BUDAPEST (Reuters) – British Prime Minister Boris Johnson is “one of Europe’s bravest politicians” and the European Union should aim for strong strategic relations with Britain after it leaves the bloc, Hungarian Prime Minister Viktor Orban said on Thursday.

He spoke after chief EU negotiator Michel Barnier said a comprehensive agreement on the future relationship between the bloc and Britain would take longer than the 11-month transition period that begins after Britain’s Jan. 31 exit.

Orban, an anti-immigrant nationalist, has often clashed with EU authorities in Brussels over compliance with democracy standards but has never suggested Hungary should also depart the bloc, from which it receives major annual development funding.

“I believe a generous and strategic cooperation is needed with the British in the coming period when they are no longer members of the EU,” Orban told a news conference.

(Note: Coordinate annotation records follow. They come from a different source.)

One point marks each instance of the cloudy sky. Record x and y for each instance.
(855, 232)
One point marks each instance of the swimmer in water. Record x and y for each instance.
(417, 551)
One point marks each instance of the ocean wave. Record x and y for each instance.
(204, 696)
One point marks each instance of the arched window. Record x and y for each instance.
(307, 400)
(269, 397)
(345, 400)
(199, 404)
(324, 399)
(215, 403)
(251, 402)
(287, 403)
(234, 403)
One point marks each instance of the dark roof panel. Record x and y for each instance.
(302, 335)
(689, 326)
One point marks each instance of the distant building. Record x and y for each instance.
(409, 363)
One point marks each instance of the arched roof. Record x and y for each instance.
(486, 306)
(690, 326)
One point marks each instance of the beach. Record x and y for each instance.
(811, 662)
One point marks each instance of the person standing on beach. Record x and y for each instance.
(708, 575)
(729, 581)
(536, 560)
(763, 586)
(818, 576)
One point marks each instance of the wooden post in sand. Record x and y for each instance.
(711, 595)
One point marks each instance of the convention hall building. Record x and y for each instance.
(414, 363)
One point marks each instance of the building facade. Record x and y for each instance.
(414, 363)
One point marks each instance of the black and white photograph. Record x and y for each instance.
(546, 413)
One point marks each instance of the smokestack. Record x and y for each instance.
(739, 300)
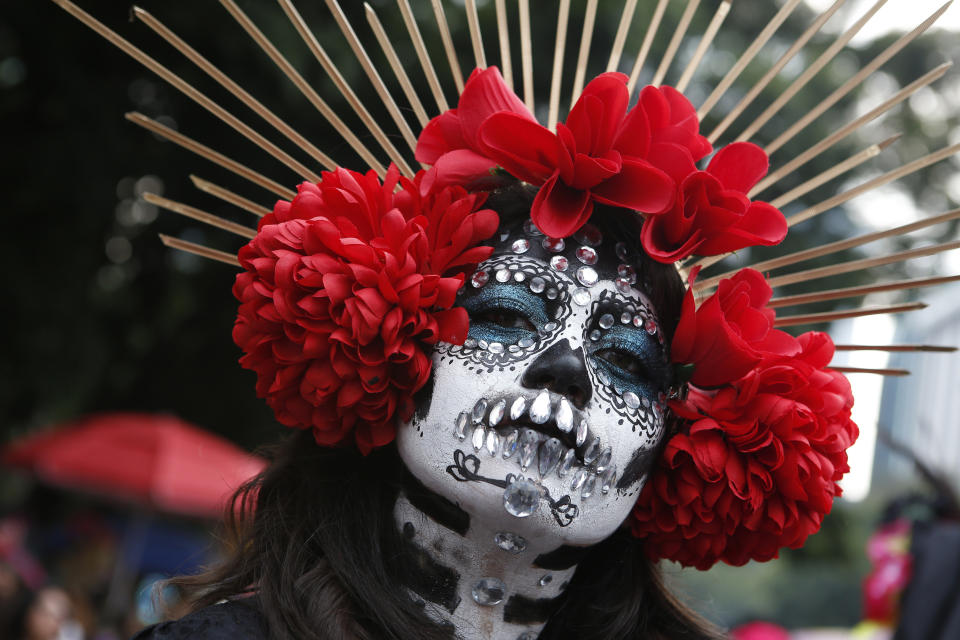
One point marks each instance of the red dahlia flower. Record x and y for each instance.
(731, 331)
(712, 213)
(756, 467)
(344, 290)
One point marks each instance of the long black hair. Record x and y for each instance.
(314, 536)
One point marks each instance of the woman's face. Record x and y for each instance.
(545, 422)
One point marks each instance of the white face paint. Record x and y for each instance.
(562, 383)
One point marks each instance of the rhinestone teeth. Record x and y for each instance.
(477, 440)
(518, 408)
(566, 463)
(592, 451)
(510, 443)
(564, 415)
(493, 443)
(479, 410)
(549, 456)
(496, 413)
(540, 409)
(462, 420)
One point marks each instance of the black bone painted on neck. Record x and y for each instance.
(523, 610)
(436, 507)
(432, 581)
(562, 558)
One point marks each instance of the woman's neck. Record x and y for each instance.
(489, 584)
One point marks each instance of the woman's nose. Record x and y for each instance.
(563, 370)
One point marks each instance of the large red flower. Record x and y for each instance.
(601, 154)
(344, 290)
(712, 213)
(757, 465)
(730, 332)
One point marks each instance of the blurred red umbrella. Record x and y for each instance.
(155, 460)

“I regard Boris Johnson one of the bravest European politicians,” he said, adding that “the whole world was against” Johnson and his eurosceptic Conservative Party still won a large majority in December’s national election, ending a long parliamentary deadlock over the terms of Brexit.

Orban said he believed the EU “misunderstood” the situation if it believed a good set of relations was primarily in the interest of Britain after Brexit, as this was just as much in the interest of the EU’s 27 remaining members including Hungary.

He said post-EU Britain would be successful and that it had opened a “fantastic door, a fantastic opportunity” for itself. “I am sure there is a success story in the making there.”

Budapest’s interest in Britain’s future after Brexit arises in part from the hundreds of thousands of Hungarians who work in Britain; London is often cited as Hungary’s second biggest city.

Britons voted 52%-48% for Brexit in a 2016 referendum, with calls to control immigration one of the major factors in the outcome after over four decades of EU membership.

Britain will leave the EU at the end of this month but the agreed transition phase means it will remain bound by all the bloc’s rules and pay into the EU budget until the end of 2020.

Barnier cast doubt on Johnson’s end-of-year timetable for an agreement defining long-term trade and other ties.